As I grow in my role, I see writing the type of code that can be tested on HackerRank less and less, so investing time in learning how HackerRank works is absolutely not on my radar.
... and getting a HackerRank solution in within that ticking timer absolutely requires me to be comfortable with the HackerRank UI.
First, the take home test was relevant to the sort of work one might actually do in a reasonable time frame. (Read a csv input file, hit an api per record in the csv, then merge that info and output an updated csv.) Could theoretically be done via shell script; my submission was ~100 lines of python.
Second, submissions were graded mostly for correctness. Style/structure and all the other stuff were nice but usually weren't deal breakers, iirc.
Third, the on-site included a session where we reviewed the submission with the candidate, asked questions, etc... This was pretty instructive, because we could point out a missed edge case or whatnot and see how they'd modify the code to handle it.
Fourth, names & personal identifiers were scrubbed from submissions, to avoid potential bias.
So, it was a better than average process, IMHO. That said, after reviewing a fair number of coding tests myself, I'd note that there are still a number of downsides to take home tests:
a) even if the instructions specify that one should take less than N hours, it's obvious that some applicants spend considerable time on them. So we'd see solutions of wildly differing quality; some with detailed unit tests, documentation, Dockerfiles, vagrant files (!), build scripts, etc... etc... some with just a single file.

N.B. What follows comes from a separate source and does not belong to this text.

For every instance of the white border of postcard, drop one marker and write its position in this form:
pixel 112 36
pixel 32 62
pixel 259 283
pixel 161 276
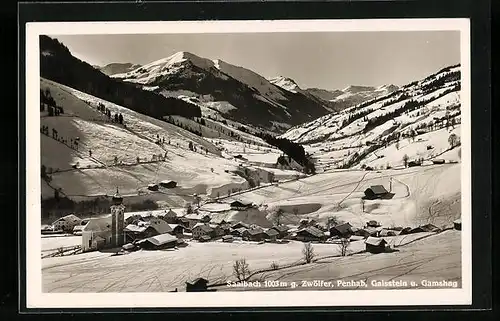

b) Even though the primary criteria was correctness, there was some room for assessment of code quality, and subjective bias of the reviewer was undoubtedly a factor. A solution that missed an edge case but which was well structured would generally be fine, but "well structured" is obviously subjective. Or, although applicants could use "the language of their choice," those selecting, say, Java, were at a disadvantage. Most of us were Python/PHP/Ruby folks and the Java submissions looked generally bloated in comparison, and seemed to be graded more harshly.
Not sure what a perfect solution would look like. To resolve issue a) one could impose a strict time limit or use HackerRank or whatnot, but that would create time pressure and up the anxiety. For b) one could rely on purely objective criteria, though that may create other unforseen problems.